Studying for an MBA unquestionably widens a graduate’s business knowledge and worldview which opens new career opportunities. Typically, MBAs are taken by professionals who have already been working for several years, with many opting to study at a top international business school. The prestige associated with an institution’s brand adds considerable value to the graduates’ credibility, giving them an additional asset when they are looking for a new position.
Once a full-time MBA course is completed, some graduates may return to their former employer with the new skills they have learnt but it is more likely that graduates will seek very different work experiences. For most, a change in career direction was the driving force behind studying for an MBA in the first place. Even if that was not the case, the MBA is such a transformative experience that graduates come out fundamentally different people and this brings about a shift in thinking about their future career.
After the MBA experience, graduates tend to have different hopes, aspirations and, perhaps most importantly, different expectations about the next part of their lives and careers. It could be that their previous jobs are no longer compatible with these expectations and that could be as simple as where they work in the world. Many people study overseas, and a new environment opens their eyes to different opportunities. Or it could be that the familiarity with their former job or industry sector no longer holds the same fascination as it did before their MBA.

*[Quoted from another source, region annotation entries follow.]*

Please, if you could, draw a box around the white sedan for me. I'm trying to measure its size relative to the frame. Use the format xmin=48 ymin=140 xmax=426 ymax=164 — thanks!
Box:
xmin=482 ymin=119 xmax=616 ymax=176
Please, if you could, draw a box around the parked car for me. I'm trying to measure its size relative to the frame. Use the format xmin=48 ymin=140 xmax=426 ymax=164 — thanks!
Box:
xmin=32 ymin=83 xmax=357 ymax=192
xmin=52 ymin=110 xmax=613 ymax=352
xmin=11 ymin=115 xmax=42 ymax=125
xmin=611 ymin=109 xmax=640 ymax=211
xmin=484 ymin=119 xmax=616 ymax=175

MBAs change the way you think
Why is there such a dramatic change in career aspirations? One reason is that MBAs expose students to many areas of business in an intensive and immersive way that challenges and stretches their perspectives and thinking. It gives them tools to go out and explore a diverse range of subjects and to tackle any business challenge. This, plus the glow of the prestigious international business school brand, creates amazing prospects and earning potential for the graduates.
Another way of looking at it is that the MBA experience rewires students’ brains, giving them improved capabilities such as thinking far more critically than before, quickly structuring and analysing information, filtering out what is important from the irrelevant. These new capabilities enable graduates to read, assess and plan rapidly so they can find innovative solutions to big problems.
Returning to a former employer is of course a valid choice. However, you need to first consider whether the job you want is available at your former employer – can you achieve the leap forward that you desire? Second, will your former employer have a full appreciation of just how much you have changed and be able to meet your current aspirations and expectations? A former manager may not understand the way you think and your needs today unless of course, they have undergone a similar MBA experience.
The ‘market’ drives MBAs into new roles
Business schools offer extensive career development and recruitment services, and all this is at the feet of the graduates. There are so many new and exciting avenues for them to consider and this is stiff competition compared with their previous employer. Their old sectors and jobs may no longer have the same allure.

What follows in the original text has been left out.